14. The posture estimation information improvement apparatus of claim 13, wherein:

the first posture estimation information includes posture estimation information of the user of the first user apparatus generated based on images obtained through both the first sensor and a second sensor of the first user apparatus;

the first sensor of the first user apparatus is attached to the user of the first user apparatus and captures at least a part of the user of the first user apparatus;

the second sensor of the first user apparatus captures in the direction of the line of sight of the user of the first user apparatus; and

the second sensor of the second user apparatus captures in the direction of the line of sight of the user of the second user apparatus.

15. A posture estimation method comprising:

estimating a user's posture based on a first image obtained through a first sensor attached to the user, the first image comprising an image of at least a portion of the user, and generating first information representing the estimated posture; and

generating second information by improving the first information based on a second image obtained through a second sensor having a different shooting direction from the first sensor.

16. The posture estimation method of claim 15, wherein the generating the second information comprises generating the second information based on a change amount of the second image.

17. The posture estimation method of claim 15, wherein the generating the second information comprises generating the second information based on a change amount of the first image and a change amount of the second image.
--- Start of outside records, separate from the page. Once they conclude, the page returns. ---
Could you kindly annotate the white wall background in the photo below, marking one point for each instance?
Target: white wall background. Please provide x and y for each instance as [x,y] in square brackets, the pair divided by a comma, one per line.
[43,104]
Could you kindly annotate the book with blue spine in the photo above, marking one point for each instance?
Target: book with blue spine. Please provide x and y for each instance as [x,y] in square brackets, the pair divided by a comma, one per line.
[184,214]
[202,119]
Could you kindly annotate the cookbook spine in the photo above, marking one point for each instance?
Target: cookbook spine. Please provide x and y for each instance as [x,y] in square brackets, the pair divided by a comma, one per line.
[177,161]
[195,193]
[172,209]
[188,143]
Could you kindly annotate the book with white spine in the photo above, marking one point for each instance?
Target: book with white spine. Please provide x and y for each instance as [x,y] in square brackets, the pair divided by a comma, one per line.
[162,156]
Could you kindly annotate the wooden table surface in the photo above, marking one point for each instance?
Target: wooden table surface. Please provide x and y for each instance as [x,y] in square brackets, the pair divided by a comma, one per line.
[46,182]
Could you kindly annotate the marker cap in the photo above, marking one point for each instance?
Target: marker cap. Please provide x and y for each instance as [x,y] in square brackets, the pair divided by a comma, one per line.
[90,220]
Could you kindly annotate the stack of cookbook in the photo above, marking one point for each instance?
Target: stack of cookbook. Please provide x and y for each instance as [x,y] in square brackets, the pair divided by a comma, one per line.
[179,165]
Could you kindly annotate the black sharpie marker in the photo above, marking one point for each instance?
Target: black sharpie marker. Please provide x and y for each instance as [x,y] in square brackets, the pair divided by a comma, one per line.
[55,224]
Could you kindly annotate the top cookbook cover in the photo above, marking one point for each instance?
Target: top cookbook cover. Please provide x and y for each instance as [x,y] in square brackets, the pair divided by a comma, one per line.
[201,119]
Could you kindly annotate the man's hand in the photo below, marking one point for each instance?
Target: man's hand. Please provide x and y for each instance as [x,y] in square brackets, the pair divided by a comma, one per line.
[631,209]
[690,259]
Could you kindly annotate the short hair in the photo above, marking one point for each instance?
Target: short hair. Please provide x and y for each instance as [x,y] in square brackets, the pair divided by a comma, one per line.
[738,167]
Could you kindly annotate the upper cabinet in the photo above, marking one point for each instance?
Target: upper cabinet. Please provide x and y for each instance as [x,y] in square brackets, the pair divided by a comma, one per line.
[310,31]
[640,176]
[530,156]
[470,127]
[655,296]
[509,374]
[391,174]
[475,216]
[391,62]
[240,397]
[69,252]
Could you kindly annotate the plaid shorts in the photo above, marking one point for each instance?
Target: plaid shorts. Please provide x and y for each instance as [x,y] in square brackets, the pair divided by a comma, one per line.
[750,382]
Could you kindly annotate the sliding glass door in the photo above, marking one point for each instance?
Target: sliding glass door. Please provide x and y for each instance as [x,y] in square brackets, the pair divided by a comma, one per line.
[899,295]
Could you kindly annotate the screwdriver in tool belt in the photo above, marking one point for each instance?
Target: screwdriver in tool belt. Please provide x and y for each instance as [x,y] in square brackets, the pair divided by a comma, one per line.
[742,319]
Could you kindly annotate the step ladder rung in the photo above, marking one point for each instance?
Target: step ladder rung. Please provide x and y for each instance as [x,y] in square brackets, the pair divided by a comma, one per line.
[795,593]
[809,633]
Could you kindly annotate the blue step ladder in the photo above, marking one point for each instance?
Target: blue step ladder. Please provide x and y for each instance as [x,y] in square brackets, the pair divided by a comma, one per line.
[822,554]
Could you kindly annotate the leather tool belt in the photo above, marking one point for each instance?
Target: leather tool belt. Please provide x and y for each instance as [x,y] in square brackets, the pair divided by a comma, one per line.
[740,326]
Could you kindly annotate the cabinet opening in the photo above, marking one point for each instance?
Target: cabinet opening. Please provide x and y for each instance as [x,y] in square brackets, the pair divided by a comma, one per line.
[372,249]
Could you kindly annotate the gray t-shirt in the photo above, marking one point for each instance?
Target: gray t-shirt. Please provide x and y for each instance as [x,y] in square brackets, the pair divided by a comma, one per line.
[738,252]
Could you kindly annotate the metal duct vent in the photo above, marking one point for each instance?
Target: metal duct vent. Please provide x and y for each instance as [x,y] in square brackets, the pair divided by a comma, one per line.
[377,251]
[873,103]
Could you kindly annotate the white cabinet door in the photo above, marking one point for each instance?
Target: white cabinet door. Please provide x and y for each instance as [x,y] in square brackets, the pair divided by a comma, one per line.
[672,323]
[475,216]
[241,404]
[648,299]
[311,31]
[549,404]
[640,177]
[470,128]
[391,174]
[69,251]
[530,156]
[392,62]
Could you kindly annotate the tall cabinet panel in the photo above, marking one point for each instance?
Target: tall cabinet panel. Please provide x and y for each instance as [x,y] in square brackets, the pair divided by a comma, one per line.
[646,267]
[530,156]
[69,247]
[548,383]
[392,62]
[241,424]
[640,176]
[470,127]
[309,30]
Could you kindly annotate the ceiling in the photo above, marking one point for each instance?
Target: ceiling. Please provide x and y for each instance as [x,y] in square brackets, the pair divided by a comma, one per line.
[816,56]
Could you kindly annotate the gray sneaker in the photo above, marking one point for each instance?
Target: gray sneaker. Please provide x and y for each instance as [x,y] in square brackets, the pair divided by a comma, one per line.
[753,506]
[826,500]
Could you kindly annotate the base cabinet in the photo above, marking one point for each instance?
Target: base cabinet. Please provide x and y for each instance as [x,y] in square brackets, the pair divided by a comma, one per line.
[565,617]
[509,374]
18. The posture estimation method of claim 15, further comprising:

transmitting the second information to another apparatus that receives posture estimation information about the user from at least one other posture estimation apparatus and generates third information comprising posture estimation information about the user generated by improving the second information based on the posture estimation information received from the at least one other posture estimation apparatus;

receiving the third information from the another apparatus; and

determining the user's posture based on the received third information.

19. The posture estimation method of claim 15, further comprising:

estimating a posture of a user of another posture estimation apparatus and generating posture estimation information representing the estimated posture based on an image obtained through the second sensor when the image includes an image of the user of the another posture estimation apparatus; and

transmitting the generated posture estimation information to another apparatus that improves posture estimation information about the user of the another posture estimation apparatus received from the another posture estimation apparatus based on the generated posture estimation information.

20. The posture estimation method of claim 15, wherein:

the first sensor is mounted on the user's upper body and is configured to substantially shoot in the direction of the user's lower body; and

the shooting direction of the second sensor is configured to substantially be aligned with the user's line of sight.